5. If <500MB available → CRITICAL escalation.

### 4. RateRight App Down
**Symptoms:** `curl localhost:3000` returns non-200 or times out.
**Automatic Response:**
1. Check `systemctl status rateright-app`
2. If stopped → `sudo systemctl restart rateright-app`
3. If running but unresponsive → check logs: `journalctl -u rateright-app --since "5 min ago"`
4. If port conflict → `ss -tlnp | grep 3000`
5. If still down after restart → escalate to Builder (code issue) and Michael (customer impact)

---

## What's Not Built Yet

Being honest about gaps:

- **Automated backup system** — No VPS snapshots, no DB backup verification, no git push automation. Queue task sentinel-004 covers discovery.
- **Proactive alerting** — I check on heartbeat intervals.

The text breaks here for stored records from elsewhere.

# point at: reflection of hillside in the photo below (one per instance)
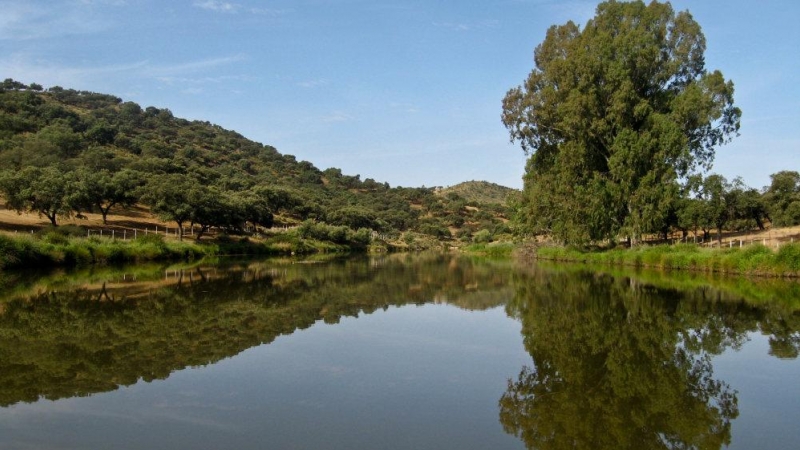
(57, 343)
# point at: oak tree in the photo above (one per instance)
(612, 115)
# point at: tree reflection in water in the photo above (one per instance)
(622, 365)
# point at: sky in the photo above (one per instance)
(407, 92)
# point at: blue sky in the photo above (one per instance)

No push-based monitoring (no Prometheus, no uptime service). A problem between heartbeats goes unnoticed for up to 3 minutes.
- **Log aggregation** — Each agent's logs are in journald. No centralized view. I grep manually.
- **SSL auto-renewal verification** — Certs are Let's Encrypt (presumably auto-renew). I haven't verified the renewal mechanism works.
- **Capacity planning** — No trending of resource usage over time. I check point-in-time snapshots.

These are real gaps. I'll address them in priority order as I get bandwidth.